While our Board of Directors is ultimately responsible for risk oversight, our board committees assist our Board of Directors in fulfilling its oversight responsibilities in certain areas of risk. Our Audit Committee assists our Board of Directors in fulfilling its oversight responsibilities with respect to risk management in the areas of internal control over financial reporting and disclosure controls and procedures, legal and regulatory compliance, and discusses with management and the independent auditor guidelines and policies with respect to risk assessment and risk management. Our Audit Committee reviews our major financial risk exposures and the steps management has taken to monitor and control these exposures. Our Audit Committee also monitors certain key risks on a regular basis throughout the fiscal year, such as risk associated with internal control over financial reporting and liquidity risk. Our Nominating and Corporate Governance Committee assists our Board of Directors in fulfilling its oversight responsibilities with respect to the management of risk associated with board organization, membership and structure, and corporate governance. Our Compensation Committee assesses risks created by the incentives inherent in our compensation policies.
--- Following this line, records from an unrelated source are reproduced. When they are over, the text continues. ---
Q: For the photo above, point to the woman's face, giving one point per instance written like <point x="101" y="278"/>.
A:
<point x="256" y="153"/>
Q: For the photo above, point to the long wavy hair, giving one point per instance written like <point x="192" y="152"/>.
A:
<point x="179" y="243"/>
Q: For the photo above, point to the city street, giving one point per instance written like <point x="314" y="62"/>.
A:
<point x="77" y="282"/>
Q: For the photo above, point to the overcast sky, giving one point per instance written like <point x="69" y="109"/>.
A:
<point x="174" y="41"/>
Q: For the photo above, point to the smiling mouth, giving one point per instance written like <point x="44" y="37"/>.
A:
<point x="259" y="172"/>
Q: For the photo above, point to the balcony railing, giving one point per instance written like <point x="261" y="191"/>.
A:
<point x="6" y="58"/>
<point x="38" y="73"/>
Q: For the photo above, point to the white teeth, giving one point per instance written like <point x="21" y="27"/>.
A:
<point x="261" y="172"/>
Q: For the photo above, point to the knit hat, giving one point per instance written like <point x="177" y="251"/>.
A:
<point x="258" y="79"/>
Finally, our full Board of Directors reviews strategic and operational risk and the Company's Enterprise Risk Management initiatives in the context of reports from the management team, receives reports on all significant committee activities at each regular meeting, and evaluates the risks inherent in significant transactions.

Board Meetings and Committees

During our fiscal year ended December 31, 2021, our Board of Directors held eight meetings (including regularly scheduled and special meetings), and each director attended at least 75% of the aggregate of (i) the total number of meetings of our Board of Directors held during the period for which he/she has been a director and (ii) the total number of meetings held by all committees of our Board of Directors on which he/she served during the periods that he/she served.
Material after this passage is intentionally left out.